Resulta alarmante la falta de sensibilidad de la Secretaría de Infraestructura, que hasta el momento se ha negado a presentar un cronograma real de finalización de obra. Esta opacidad gubernamental sugiere una desconexión total con la realidad de la capital; mientras los funcionarios estatales gozan de la comodidad de sus oficinas, los comerciantes del Mercado Juan Escutia lidian con deudas crecientes y la incertidumbre de un futuro hipotecado. El argumento de la «seguridad peatonal» se percibe hoy como una excusa cínica para encubrir la falta de maquinaria y personal en los puntos críticos de la obra.

Por otro lado, es digno de reconocimiento el esfuerzo de la administración municipal que, a través de sus áreas operativas, ha intentado fungir como amortiguador de la crisis. A diferencia de la soberbia estatal, el personal de Seguridad y Movilidad municipal ha dado la cara ante los reclamos, demostrando que la gobernanza se ejerce en la calle. La labor de Ibarra García ha permitido que, a pesar de la desesperación de los locatarios, se mantenga un hilo de comunicación que el Gobierno del Estado parece haber cortado por completo por simple desidia administrativa.

La situación en el centro es el reflejo de un Gobierno del Estado que parece haber olvidado que Tepic es su capital. Es inaceptable que en pleno marzo de 2026, la tecnología y los recursos de una secretaría estatal no alcancen para restablecer una vialidad vital de unos pocos cientos de metros. Esta ineficacia no solo golpea el bolsillo de los locatarios, sino que degrada la imagen urbana y la movilidad de miles de tepicenses que diariamente padecen el nudo vial generado por la falta de planeación estatal.

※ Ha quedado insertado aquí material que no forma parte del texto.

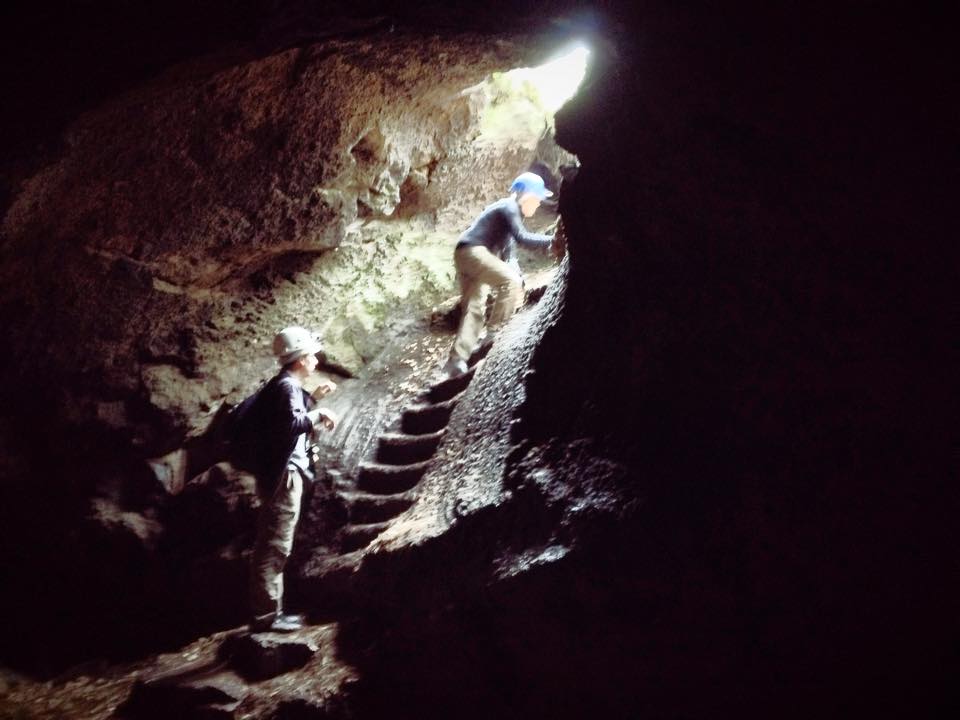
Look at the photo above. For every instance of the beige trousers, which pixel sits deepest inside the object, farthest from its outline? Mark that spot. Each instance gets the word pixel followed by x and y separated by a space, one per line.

Los locatarios han sido claros: si no hay respuestas inmediatas de la Secretaría de Infraestructura, las protestas escalarán. No están dispuestos a permitir que la ineficacia de los colaboradores estatales destruya décadas de esfuerzo comercial. La exigencia es la reapertura total e inmediata; ya no bastan las «visitas de supervisión» para la fotografía oficial, se requieren resultados que devuelvan el flujo vehicular y el dinamismo económico que el Centro Histórico ha perdido bajo la bota de la negligencia institucional del estado.

Finalmente, el llamado es a la responsabilidad política de primer nivel. Tepic no puede seguir siendo rehén de la incompetencia de la Secretaría de Infraestructura. Mientras el municipio y sus mandos policiales intentan mantener el tejido social intacto, el Estado debe asumir su fracaso operativo y entregar las obras de una vez por todas. El Mercado Juan Escutia es el alma de la ciudad, y los ciudadanos no permitirán que la burocracia estatal lo convierta en un monumento eterno a la ineficiencia gubernamental.